Since the first home visit we have been to CF clinic 7 times and had a couple of home visits from the nurses too. The reason for the frequent appointments is not because they can't get enough of cute little Sammy, (though a couple of minutes cooing with smiley Sammy is definitely part of every consultation) but so that his weight can be checked, his medication checked and tweaked if necessary and so that we can be taught more about an aspect of care or the condition. At the last couple of clinics we have also been checking for any signs of an infection following a little cough he had which has now cleared up by using a course of rescue antibiotics. 

The people we see each time at clinic are: a CF consultant, a specialist nurse, a physiotherapist and a dietitian. Doses of medications and top up feeds have been changed on almost every clinic visit as making these adjustments fine tunes the regime to suit Sammy. These alterations certainly keep Mark and I on our toes but the difference they make to Sammy is remarkable.  
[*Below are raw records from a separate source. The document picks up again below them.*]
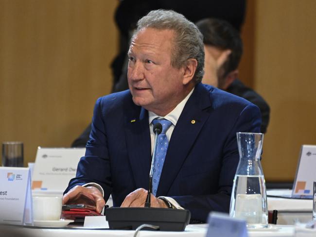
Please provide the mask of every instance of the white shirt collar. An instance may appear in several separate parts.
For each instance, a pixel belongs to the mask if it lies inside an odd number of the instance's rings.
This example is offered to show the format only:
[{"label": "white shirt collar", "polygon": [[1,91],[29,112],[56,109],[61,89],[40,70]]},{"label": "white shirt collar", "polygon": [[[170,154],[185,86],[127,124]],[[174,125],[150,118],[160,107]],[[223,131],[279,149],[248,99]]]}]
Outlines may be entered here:
[{"label": "white shirt collar", "polygon": [[168,119],[172,123],[174,126],[176,126],[176,122],[178,121],[179,117],[180,117],[180,115],[181,115],[181,113],[182,112],[182,110],[183,110],[183,108],[184,108],[185,104],[187,103],[190,97],[191,96],[193,90],[194,88],[192,89],[192,90],[190,91],[185,98],[176,106],[176,108],[172,111],[163,117],[159,116],[151,111],[148,111],[149,124],[151,124],[151,122],[154,119],[158,118],[159,119],[165,118],[166,119]]}]

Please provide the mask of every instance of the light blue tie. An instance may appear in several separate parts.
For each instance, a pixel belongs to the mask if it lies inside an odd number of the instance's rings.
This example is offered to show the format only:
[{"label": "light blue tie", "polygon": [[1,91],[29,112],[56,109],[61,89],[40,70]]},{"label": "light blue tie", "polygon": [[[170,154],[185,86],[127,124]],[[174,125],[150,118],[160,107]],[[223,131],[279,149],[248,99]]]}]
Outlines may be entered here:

One of the drugs Sammy takes is an enzyme which helps him to absorb fat, protein and nutrients. Sammy doesn't get the enzymes his body makes because the tubes they should be travelling down from pancreas to stomach are all furred up with thick mucus meaning that food just goes straight through him without its goodness being absorbed. This is why he was so slow putting on weight in the early weeks of his life. Despite feeding nearly 24 hours a day he just couldn't get all he needed from the milk, including that nice full feeling that you get from absorbing all the rich fats and goodness in food. Added to this was the problem that even though his stomach was full of milk, he still asked for more and often vomited as there was no more space in his belly. 
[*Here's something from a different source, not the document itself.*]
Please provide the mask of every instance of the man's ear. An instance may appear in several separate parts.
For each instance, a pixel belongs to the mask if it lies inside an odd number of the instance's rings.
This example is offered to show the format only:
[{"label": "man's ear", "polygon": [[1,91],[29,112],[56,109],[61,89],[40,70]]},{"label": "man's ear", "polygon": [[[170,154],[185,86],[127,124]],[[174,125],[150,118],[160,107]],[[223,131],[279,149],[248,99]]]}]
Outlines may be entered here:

The enzyme that we give him is called Creon and tiny scoops of little granules are given on the back of a spoon with some apple puree each time he eats. This has made an enormous difference to Sammy.  The tiny scoop of Creon (in fact half a scoop initially) has meant he digests what he needs from his feeds, making him feel satisfied and allowing him to put on weight. Before diagnosis he was some way beneath the lowest centile line for
what a baby normally weighs but is now just nudging the line for the lightest
babies so we hope before long he will be back on the chart. In our most resent
clinic visit the dietician advised we give a fourth formula feed each day and
increase the Creon dose with the formula. This should really help to boost his
weight.
 
The use of Creon has made such a difference and now that he feels satisfied from the food he can be himself, he is the most smiley baby I know.  Just recently we had a new milestone; he had a formula feed and fell into such a content sleep that I was able to put him down in the Moses basket where he slept whilst Joseph and I ate lunch and played.  This may not sound like much to you but to us it was a major event.  Before this point Sammy's daytime sleeping had been so shallow that at best he dozed in my arms for a short while which made it difficult for Joseph and I to play together.
 
Other updates: We are leaning a variety of physio techniques so we can mix things up a bit. 
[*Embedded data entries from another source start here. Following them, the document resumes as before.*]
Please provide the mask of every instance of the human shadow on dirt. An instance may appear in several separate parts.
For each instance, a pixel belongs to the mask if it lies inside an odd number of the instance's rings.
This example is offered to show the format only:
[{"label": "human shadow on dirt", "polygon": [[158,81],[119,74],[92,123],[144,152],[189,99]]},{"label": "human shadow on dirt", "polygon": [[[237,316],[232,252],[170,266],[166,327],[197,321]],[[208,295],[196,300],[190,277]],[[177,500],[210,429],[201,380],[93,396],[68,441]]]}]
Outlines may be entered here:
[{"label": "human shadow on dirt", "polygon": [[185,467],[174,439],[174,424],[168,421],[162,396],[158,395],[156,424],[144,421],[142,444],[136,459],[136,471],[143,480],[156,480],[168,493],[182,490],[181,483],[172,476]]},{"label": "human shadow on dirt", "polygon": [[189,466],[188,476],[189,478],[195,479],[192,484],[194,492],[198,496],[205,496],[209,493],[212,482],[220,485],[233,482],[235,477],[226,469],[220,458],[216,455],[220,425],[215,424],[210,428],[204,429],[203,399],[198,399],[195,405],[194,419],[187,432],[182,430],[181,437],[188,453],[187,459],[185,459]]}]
The boys and I are staying with my parents while we have a porch rebuilt. 
Who knew that there is sometimes spores in brick dust? We want to keep Sammy away from this risk to his health and we get to have a change of scenery and a bit of a 'holiday' at the same time. 

All in all Sammy is putting on weight and we are in control of other symptoms of CF, Mark and I are doing well at keeping on top of the ever changing routine and Joseph is having a whale of a time staying at Granny & Grandpa's house.